How to Succeed in Business After an Election Year

By Jessica Sillers

When a global pandemic, devastating wildfires, and murder hornets are only a few of the top news stories, you know it’s no ordinary year. On top of all the economic, social, and environmental challenges businesses have faced this year, we’re also closing in on a national election. How will that impact your business?

While this year (and this election) come with unique concerns, businesses weather elections every four years. We’ll take a look at past trends and highlight areas business owners should watch to succeed in 2020, 2021, and beyond.

How Election Years Impact Business

The stock market historically tends to respond poorly to times of great uncertainty. In times of major political or social unrest, it makes sense that people’s anxiety could reflect in economic trends, too. The S&P 500 shows a trend of volatile markets in election years where the incumbent party ultimately lost. Current polls favor former Vice President Biden over President Trump. The increase in mail-in ballots, which take longer to process and count, can also contribute to uncertainty and possible stock market volatility.

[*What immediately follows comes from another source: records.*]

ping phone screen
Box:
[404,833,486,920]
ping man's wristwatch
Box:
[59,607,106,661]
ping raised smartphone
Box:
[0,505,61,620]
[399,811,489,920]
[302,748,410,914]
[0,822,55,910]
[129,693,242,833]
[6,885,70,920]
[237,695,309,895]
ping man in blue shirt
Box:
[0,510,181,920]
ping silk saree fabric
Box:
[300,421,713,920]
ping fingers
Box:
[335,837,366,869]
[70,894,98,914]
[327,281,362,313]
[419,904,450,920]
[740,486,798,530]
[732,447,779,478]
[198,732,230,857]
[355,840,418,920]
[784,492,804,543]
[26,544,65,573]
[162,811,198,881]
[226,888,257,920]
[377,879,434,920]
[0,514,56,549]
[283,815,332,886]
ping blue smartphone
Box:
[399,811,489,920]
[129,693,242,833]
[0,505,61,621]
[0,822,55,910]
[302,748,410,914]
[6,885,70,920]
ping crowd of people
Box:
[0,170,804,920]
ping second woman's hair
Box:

Some good news is that the same S&P 500 data indicates that markets tend to improve by 6 months after the election, whether the incumbent party wins or loses. That is of course not to say that it doesn’t matter who wins. But there’s some historic precedent to suggest that markets may settle back into a steady pattern in a matter of months, even if there’s more volatility in the period surrounding the election.

How Business Will Change After the Election

The actual economic policies a president enacts are more important to many businesses than temporary market volatility in election season. Several major aspects of business policy are up for debate. The results of which party takes command of the White House and the Senate will impact how many companies do business. Here are a few top sectors to watch.

Trade

Tariffs and the United States’ tactics in trade negotiations with China are two important issues on the table.

Healthcare

Is the next administration likelier to expand the Affordable Care Act or attempt to repeal it? Business owners would do well to keep an eye out, especially if new policies set requirements for what companies must offer employees.

Taxes

The Trump administrations’ Tax Cuts and Jobs Act reduced corporate taxes from 35% to 21%. Biden has proposed a plan to raise corporate taxes to 28%, although he would likely depend on a Democrat-controlled Senate to pass his plan.

Minimum wage

Both candidates have expressed at least some support for an increased minimum wage, but they differ on whether this change should come from the federal government or be decided by individual states.

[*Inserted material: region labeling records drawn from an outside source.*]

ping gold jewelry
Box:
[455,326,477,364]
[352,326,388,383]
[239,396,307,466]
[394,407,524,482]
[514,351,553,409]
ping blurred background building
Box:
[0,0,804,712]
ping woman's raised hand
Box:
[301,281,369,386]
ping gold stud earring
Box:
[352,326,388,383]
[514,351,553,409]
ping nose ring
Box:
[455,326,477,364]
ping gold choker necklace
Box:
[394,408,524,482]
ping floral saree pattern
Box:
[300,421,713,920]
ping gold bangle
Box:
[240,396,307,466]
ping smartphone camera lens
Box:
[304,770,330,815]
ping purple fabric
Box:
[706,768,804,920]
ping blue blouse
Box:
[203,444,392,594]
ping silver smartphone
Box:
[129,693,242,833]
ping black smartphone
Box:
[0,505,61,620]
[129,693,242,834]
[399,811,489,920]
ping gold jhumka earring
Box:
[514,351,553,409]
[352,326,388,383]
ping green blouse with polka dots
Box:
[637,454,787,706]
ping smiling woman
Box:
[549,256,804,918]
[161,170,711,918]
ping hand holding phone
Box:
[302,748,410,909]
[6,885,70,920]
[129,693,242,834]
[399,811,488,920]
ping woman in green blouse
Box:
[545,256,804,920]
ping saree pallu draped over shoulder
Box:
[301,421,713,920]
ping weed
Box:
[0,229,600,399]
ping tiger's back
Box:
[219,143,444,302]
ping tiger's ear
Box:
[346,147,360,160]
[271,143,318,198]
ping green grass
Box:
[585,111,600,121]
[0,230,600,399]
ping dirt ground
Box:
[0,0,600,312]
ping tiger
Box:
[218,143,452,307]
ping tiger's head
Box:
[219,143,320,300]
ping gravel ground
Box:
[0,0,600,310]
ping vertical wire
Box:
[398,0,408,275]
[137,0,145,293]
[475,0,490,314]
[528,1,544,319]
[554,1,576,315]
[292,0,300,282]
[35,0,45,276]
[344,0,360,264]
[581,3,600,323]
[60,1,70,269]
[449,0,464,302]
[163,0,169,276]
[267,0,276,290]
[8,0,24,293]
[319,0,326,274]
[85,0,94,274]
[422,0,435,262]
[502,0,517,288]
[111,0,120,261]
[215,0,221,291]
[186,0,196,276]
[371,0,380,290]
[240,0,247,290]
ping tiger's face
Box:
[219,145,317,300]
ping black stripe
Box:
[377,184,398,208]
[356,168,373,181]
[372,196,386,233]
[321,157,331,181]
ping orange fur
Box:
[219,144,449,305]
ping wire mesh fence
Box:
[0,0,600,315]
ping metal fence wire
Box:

Economic stimulus and pandemic relief

Businesses and individuals are eager to know what aid they can expect from the government to overcome the financial impact of the coronavirus crisis.

One note to keep in mind is that this is an especially tumultuous year on several fronts. Political and social divides feel more stark than in many past elections. There’s been questions about how to ensure voting is safe, legal, and fair. There’s even been uncertainty about whether both parties will accept the outcome of the election. Protests are a distinct possibility no matter which candidate comes out victorious. Not to mention that the pandemic and the related economic instability continues to make daily business operations unusually challenging.

All of these factors mean it’s more difficult than usual to predict what businesses can expect to face in coming months.

How to Prepare as a Business to Grow After an Election Year

While you can’t control the outcome of an election, you can take action early to put your business in a good position for success.

Prioritize your website

Businesses that aren’t prioritizing their online presence are well behind the curve. Online business is an important segment of the market. Especially after 2020 has made many people leery of excessive face-to-face interaction, it’s important to have a well-managed virtual experience.

Update and automate internal processes

One result of the pandemic is a huge increase in remote work. Keep operations flowing smoothly with software solutions you can access from anywhere. Automating as much as possible makes coordinating updates quick and easy.

Adopt a resilient mindset

Whatever happens politically, we’re unlikely to wake up on November 4 or January 21 in a completely different world. We’ll still be navigating a world affected by pandemic for quite some time, for example. The businesses with the best chance of success are the ones already seeking innovative new practices and solutions that meet the “new normal.”

Check in with your people

What problems are top of mind for your clients, and how can you solve them? If you’ve returned to travel, what accommodations do your business travelers need to travel safely and perform at their best? Now is a great time to see how you can use your resources to best effect for both employee morale and retention, and customer engagement and loyalty.

In Summary

The news cycle can get overwhelming in an election year, and it’s true that you can’t predict every possible outcome. Still, that doesn’t mean you should sit back and wait to see what happens. Business owners can take action now so they’re best poised to anticipate and overcome challenges and use new opportunities effectively.